Reference redactor removes links where it should probably restore them to the original input
If you include a reference in a link (using this supported but uncommon syntax) ...
[target](@All)... the link as a whole is removed if the target exists and you don't have permissions to view it. In this example, @All appears to be a valid, private namespace on GitLab.com. Render of the above Markdown:
target
Whereas if we try a different, non-existent target:
[target](@arcfqjrsheuokqjg)In other words, removal of the link signifies you have specified a valid target.
For reference, here's what it looks like when it works:
[target](@kivikakk)Note the styles and popover-on-hover, like a regular @-mention.

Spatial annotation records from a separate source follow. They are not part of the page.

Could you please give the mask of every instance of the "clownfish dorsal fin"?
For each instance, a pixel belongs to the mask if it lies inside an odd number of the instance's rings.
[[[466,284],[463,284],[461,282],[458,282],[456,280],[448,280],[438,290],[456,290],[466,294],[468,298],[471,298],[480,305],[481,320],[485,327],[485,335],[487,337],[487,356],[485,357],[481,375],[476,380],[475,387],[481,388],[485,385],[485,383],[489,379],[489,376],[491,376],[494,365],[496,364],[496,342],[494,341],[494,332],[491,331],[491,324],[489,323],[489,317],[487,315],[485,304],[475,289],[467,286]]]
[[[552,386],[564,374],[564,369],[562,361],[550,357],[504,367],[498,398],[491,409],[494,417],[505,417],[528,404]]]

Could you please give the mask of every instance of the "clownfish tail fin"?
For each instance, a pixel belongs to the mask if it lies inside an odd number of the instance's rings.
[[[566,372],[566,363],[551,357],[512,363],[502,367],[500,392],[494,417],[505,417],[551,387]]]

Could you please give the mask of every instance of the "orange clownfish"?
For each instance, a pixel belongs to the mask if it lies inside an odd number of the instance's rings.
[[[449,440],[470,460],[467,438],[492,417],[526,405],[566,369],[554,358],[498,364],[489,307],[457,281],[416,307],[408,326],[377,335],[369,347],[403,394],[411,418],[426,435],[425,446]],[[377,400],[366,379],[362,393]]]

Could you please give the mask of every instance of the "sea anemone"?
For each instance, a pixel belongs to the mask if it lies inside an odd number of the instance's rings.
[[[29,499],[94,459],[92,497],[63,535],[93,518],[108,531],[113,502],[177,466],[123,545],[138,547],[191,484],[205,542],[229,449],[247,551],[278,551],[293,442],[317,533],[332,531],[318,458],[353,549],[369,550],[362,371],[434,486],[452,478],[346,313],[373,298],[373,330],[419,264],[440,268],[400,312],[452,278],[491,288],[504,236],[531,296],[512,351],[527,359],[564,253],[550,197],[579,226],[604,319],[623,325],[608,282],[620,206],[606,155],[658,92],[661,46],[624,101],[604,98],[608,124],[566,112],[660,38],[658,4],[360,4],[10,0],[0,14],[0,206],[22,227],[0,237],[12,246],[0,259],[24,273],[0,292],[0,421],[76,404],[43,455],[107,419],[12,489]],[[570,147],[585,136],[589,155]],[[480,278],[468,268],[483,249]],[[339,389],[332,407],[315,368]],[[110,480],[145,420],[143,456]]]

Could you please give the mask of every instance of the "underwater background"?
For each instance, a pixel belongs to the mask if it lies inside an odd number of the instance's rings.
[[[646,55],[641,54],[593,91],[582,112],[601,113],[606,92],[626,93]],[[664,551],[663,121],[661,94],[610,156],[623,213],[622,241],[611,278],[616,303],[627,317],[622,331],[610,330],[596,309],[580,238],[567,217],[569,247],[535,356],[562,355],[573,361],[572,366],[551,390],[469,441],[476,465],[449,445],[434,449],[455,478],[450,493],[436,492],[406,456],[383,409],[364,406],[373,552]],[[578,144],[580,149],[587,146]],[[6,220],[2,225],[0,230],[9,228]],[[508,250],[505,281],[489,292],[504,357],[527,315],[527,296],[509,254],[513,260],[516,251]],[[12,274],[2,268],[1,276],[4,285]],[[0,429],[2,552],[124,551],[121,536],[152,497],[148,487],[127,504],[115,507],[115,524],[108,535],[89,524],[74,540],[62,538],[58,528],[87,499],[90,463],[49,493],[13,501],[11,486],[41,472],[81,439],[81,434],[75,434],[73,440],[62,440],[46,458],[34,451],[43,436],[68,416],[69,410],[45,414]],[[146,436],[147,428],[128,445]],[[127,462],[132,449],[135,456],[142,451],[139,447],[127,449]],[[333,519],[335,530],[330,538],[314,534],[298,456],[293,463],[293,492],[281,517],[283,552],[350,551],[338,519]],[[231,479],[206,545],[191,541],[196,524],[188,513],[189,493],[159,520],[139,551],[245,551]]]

This works with other reference types, too. For example, akhya/private-test is a private repository in my personal GitLab account. I've created a single issue in it, so only the work item IID 1 is valid:
* [target 1](akhya/private-test#1)
* [target 2](akhya/private-test#2)Render:
- target 1
- target 2
The first link is removed by the redaction process, while the second one never resolved and so is left as a relative link. You can discover the existence of the target repository, and enumerate work item IIDs. You can probably enumerate most objects on the system with this.
Per the behaviour of ReferenceRedactor with non-link input, we should instead restore the link so that it behaves identically to an invalid target — both of the above should appear as relative links (that don't work).
Discovered while fixing `@ all` is rendered to `@ All` (#415958 - closed).